The notion that the detention facility at Guantánamo Bay was a recruitment tool for Islamic terrorists was always weak tea, but for an administration that coined the oxymoronic phrase “leading from behind” it was a compelling excuse for an executive order to shutter the prison there. Although Barack Obama never realized his promise to empty out Gitmo by the end of his first year, today he moved a little closer. He released Shaker Aamer, the last British prisoner in custody, and the second release in 42 hours. Together, that brings the prisoner population of Camp Delta down to 112.
So, who is Shaker Aamer? According to the BBC, he is a Saudi national who was captured in Afghanistan shortly after the 9/11 attacks. He was detained on the basis that he had allegedly been involved in fighting at Tora Bora, the al Qaeda stronghold where U.S. forces had been hunting for Osama bin Laden.
Aamer initially denied any involvement in the fighting, maintaining he was in Afghanistan on a humanitarian mission. He later confessed to be being a “member of al Qaeda tied to the European support network” and a “close associate” of bin Laden himself, but then retracted his confession, claiming he he had made it under duress.
But a deeper intelligence assessment suggested that he was in fact part of a broad network of jihadist-minded individuals, influenced by the radical cleric Abu Qatada.

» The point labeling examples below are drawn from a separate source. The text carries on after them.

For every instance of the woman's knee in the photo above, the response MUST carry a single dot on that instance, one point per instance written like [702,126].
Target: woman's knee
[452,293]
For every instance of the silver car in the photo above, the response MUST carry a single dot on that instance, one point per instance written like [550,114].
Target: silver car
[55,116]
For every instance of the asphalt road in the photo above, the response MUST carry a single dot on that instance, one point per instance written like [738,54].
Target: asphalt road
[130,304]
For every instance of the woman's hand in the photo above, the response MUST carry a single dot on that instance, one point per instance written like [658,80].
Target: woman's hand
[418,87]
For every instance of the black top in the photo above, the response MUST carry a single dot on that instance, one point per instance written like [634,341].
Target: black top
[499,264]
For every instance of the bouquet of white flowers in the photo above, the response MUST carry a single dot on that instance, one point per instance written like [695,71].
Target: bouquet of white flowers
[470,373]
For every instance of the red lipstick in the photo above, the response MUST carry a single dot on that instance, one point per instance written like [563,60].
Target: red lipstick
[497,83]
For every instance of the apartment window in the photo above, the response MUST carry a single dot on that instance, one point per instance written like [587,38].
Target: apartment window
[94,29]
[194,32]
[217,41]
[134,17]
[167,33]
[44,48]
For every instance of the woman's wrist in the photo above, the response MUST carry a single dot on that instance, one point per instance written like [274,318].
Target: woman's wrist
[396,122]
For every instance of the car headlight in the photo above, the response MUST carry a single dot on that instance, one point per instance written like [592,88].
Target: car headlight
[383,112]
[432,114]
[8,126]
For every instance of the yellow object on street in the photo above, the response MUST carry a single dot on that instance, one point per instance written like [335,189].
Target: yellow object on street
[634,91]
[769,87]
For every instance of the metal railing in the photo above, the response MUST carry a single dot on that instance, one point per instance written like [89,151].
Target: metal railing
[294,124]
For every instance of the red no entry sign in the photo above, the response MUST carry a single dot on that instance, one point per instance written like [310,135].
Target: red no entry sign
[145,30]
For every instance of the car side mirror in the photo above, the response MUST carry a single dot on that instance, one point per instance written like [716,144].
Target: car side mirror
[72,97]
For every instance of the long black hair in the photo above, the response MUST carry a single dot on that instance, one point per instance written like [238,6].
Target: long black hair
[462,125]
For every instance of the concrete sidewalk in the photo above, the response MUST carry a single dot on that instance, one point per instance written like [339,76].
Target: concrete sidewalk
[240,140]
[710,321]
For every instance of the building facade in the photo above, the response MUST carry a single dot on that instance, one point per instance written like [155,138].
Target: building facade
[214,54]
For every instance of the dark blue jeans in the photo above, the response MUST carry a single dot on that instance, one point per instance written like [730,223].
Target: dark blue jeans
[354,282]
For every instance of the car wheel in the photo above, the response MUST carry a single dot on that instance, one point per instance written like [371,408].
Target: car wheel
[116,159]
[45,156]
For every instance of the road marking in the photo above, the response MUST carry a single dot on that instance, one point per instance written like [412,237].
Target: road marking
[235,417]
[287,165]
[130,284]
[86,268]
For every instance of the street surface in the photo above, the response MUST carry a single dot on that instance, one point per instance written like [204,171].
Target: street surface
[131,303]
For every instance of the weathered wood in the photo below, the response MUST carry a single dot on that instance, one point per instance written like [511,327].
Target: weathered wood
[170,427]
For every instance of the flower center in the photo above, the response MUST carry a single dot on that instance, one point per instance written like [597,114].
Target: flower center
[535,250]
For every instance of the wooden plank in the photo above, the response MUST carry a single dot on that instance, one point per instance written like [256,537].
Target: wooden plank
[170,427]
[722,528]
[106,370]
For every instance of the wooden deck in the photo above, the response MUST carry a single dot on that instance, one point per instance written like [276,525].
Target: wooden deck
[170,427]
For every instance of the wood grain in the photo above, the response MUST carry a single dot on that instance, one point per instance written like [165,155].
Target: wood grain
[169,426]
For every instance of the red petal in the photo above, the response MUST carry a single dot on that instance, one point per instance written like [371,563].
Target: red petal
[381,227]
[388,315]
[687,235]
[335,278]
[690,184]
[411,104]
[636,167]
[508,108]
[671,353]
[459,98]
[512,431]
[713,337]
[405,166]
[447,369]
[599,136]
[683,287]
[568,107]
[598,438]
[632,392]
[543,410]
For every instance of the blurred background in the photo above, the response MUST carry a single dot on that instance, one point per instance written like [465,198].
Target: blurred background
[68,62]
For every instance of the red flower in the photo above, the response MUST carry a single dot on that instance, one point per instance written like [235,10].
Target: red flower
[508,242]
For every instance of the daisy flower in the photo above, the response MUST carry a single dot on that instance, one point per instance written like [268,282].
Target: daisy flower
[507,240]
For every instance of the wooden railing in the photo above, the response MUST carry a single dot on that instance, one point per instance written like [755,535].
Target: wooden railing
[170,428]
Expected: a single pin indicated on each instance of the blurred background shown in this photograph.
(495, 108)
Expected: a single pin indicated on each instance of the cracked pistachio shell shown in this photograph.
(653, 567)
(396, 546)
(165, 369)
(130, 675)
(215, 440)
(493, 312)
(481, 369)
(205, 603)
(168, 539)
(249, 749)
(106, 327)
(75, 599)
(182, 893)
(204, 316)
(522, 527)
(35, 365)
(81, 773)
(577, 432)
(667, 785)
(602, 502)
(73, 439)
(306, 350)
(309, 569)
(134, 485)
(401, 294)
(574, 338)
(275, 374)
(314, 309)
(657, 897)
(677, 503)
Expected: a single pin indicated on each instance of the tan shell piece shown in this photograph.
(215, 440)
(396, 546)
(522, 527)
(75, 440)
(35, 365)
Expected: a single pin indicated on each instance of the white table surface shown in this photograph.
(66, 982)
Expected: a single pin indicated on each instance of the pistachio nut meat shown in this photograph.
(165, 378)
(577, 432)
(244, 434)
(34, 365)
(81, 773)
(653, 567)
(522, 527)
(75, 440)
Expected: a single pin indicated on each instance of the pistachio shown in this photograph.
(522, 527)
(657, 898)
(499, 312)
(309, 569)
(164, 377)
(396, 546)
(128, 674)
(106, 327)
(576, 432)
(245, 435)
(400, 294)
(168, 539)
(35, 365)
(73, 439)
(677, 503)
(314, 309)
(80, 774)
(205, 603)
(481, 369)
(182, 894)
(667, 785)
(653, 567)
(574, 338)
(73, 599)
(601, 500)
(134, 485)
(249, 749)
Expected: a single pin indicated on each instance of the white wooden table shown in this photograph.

Although the 48-year-old Aamer was never formally charged and was cleared for release back in 2007, during the Bush years, the Pentagon has repeatedly expressed fears that if freed, he will “return to the battlefield.”
Indeed, those concerns are justified. On receiving word of his release, British Prime Minister David Cameron said there were “no plans” to detain him after his arrival, although he is likely to be met at the airport by British officials and detectives.
And if his case is handled the same as other returning detainees, he will soon be free to go on his way, though to where no one can say. At last count, according to Director of National Intelligence James Clapper, 116 of 647 former detainees were confirmed to have re-engaged — a recidivism rate of 17.9% — with another 69 suspected of having re-upped with the enemy.